The initial field deployments on caribou, African elephants, and bighorn sheep represent important first steps in validating this technology in real-world conditions. However, these deployments are ongoing, and comprehensive analysis of their results is forthcoming. Additionally, research has progressed significantly since the first of these deployments, including creation of the quantized Q-VAE model and power-friendly improvements to the firmware, such as lowering the SD card writing frequency, as discussed above. As such, these initial deployments represent the absolute worst-case technical performance we can hope to achieve with these devices in their current state, providing us rather with a means of assessing their practical usability for ecological research and conservation applications.
Our development process to date has addressed many of the requirements outlined in
Section 3.1, particularly in the areas of modular hardware design, configurable firmware, and intelligent data filtering. However, several key requirements remain to be fully implemented:
The adaptive resource management features that adjust parameters based on remaining battery power and storage capacity are still under development.
Integration with complementary sensors (GPS, accelerometer) has been implemented at the hardware level, but the firmware for synchronized multi-sensor data collection requires further refinement.

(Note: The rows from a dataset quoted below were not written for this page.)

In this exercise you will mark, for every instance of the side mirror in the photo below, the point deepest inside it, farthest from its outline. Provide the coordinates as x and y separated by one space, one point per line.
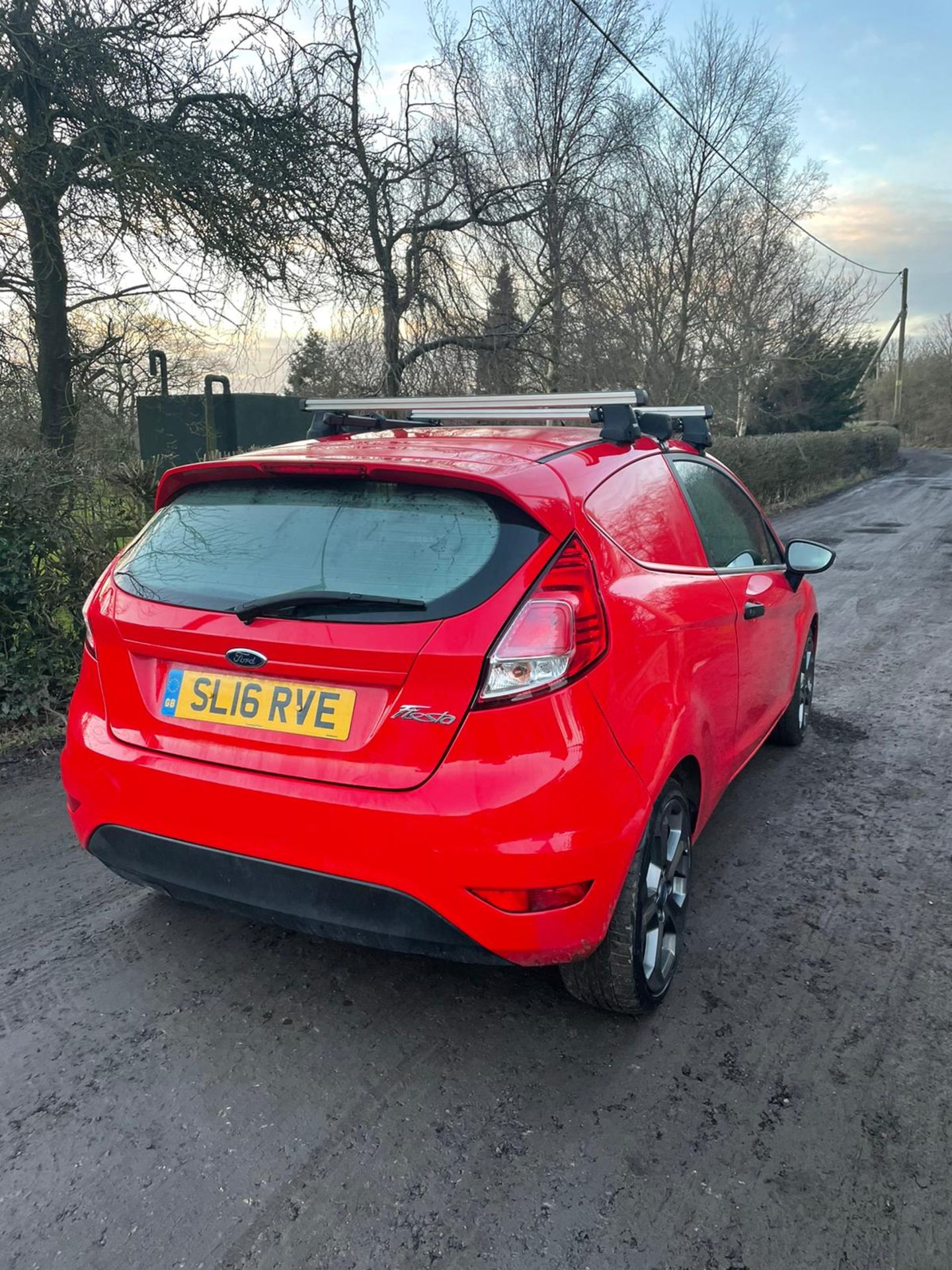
808 558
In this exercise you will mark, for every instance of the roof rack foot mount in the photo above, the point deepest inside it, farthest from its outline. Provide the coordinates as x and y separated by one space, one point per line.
623 425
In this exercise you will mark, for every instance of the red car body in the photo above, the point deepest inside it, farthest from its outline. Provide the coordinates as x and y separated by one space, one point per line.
416 832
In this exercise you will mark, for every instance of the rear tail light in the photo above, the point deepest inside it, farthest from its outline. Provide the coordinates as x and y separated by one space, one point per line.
88 605
556 634
91 643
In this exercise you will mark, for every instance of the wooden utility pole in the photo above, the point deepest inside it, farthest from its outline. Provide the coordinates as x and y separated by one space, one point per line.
898 398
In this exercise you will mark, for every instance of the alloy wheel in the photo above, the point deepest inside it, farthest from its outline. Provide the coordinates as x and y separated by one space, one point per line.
805 686
664 894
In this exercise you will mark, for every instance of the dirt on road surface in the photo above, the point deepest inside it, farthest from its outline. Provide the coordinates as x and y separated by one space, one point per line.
179 1089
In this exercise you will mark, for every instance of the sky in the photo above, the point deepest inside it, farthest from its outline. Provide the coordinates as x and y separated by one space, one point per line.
875 83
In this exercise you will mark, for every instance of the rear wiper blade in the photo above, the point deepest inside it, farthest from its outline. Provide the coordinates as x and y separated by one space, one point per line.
252 609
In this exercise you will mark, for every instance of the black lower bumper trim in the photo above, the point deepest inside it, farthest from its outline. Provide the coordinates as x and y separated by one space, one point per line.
301 900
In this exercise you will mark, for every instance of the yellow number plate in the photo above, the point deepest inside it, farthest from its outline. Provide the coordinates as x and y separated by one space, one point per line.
240 701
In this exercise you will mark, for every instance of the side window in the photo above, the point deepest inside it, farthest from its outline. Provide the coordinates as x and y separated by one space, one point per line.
643 511
731 527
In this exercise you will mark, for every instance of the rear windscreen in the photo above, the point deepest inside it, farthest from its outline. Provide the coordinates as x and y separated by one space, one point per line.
233 542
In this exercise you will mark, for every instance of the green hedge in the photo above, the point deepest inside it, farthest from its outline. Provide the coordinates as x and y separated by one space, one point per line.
793 466
60 525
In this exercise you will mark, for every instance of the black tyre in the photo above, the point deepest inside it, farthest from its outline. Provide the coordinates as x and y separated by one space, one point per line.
633 968
795 719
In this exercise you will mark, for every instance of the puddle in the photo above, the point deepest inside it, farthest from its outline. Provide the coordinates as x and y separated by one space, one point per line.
836 728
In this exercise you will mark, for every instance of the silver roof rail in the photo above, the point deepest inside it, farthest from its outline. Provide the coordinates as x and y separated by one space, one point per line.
621 413
553 402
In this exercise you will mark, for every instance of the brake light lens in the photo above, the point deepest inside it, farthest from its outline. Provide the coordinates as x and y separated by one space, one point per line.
557 633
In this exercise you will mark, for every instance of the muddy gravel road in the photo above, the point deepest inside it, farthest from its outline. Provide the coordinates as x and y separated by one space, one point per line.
182 1089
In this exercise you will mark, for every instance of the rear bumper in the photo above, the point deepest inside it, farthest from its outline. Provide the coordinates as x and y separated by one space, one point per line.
300 900
559 806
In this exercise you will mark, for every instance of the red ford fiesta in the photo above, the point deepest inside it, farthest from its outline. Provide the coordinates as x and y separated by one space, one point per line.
469 690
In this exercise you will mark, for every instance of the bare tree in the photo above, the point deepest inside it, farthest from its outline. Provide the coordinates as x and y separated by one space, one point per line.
143 145
416 190
551 92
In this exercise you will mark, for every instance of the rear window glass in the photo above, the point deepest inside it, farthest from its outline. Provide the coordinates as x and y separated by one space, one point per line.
231 542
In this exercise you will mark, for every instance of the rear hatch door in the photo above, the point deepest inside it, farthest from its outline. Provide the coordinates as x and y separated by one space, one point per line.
365 693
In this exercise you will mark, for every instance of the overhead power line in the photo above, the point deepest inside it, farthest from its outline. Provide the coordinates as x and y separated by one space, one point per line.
710 144
879 295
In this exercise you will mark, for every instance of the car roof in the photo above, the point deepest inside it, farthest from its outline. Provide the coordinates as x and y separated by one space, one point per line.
539 468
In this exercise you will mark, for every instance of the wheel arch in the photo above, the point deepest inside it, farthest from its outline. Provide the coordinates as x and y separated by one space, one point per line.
687 773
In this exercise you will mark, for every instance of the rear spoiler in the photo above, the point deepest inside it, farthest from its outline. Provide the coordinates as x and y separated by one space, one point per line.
621 414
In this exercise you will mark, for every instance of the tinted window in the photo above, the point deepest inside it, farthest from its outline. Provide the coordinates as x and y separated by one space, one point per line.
221 544
731 527
643 511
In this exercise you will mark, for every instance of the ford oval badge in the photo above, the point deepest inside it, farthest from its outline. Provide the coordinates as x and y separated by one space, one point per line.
245 657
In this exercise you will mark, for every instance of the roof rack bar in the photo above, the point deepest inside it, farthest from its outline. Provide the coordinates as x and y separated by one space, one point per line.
539 414
514 400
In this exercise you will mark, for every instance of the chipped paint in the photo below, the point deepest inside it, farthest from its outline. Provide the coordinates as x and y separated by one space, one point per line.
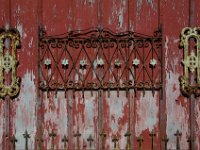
116 113
177 115
25 111
62 16
140 3
146 117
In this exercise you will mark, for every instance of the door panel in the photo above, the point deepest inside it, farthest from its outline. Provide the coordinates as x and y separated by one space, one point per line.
91 112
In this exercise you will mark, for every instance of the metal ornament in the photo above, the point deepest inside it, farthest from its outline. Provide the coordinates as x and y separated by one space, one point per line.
191 61
8 62
100 59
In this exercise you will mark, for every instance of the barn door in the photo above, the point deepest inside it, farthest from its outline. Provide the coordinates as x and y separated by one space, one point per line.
97 74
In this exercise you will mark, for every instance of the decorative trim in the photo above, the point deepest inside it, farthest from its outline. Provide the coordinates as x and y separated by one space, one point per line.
100 59
9 42
191 61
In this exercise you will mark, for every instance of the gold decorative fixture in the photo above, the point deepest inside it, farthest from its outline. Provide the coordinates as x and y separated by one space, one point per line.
190 42
9 82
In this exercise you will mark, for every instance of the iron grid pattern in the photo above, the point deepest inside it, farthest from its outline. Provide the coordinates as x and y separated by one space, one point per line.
100 59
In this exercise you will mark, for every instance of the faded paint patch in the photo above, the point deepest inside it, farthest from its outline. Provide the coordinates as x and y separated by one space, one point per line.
89 113
149 2
55 116
197 130
25 111
177 116
116 112
2 121
147 113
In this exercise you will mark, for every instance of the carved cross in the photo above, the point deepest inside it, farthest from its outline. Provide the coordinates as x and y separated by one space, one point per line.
65 140
13 141
26 136
190 141
77 135
52 135
165 140
128 134
102 135
90 140
140 140
177 134
39 143
152 134
115 140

The noise reduction techniques needed for robust performance in varied acoustic environments require additional development and field testing.
Future work will focus on addressing these requirements while analyzing data from ongoing field deployments. We will refine the adaptive filtering algorithm based on real-world acoustic data from different species and environments, develop more sophisticated noise reduction techniques, and optimize power management for extended deployment durations. Additionally, we plan to create an open database of wilderness sounds collected through these deployments to address the current gaps in acoustic datasets for ecological research. Successful completion of these remaining tasks will enable truly long-term, adaptive acoustic monitoring of wildlife, providing unprecedented insights into animal behavior, communication, and environmental interactions that have been previously impossible to continuously observe in natural settings.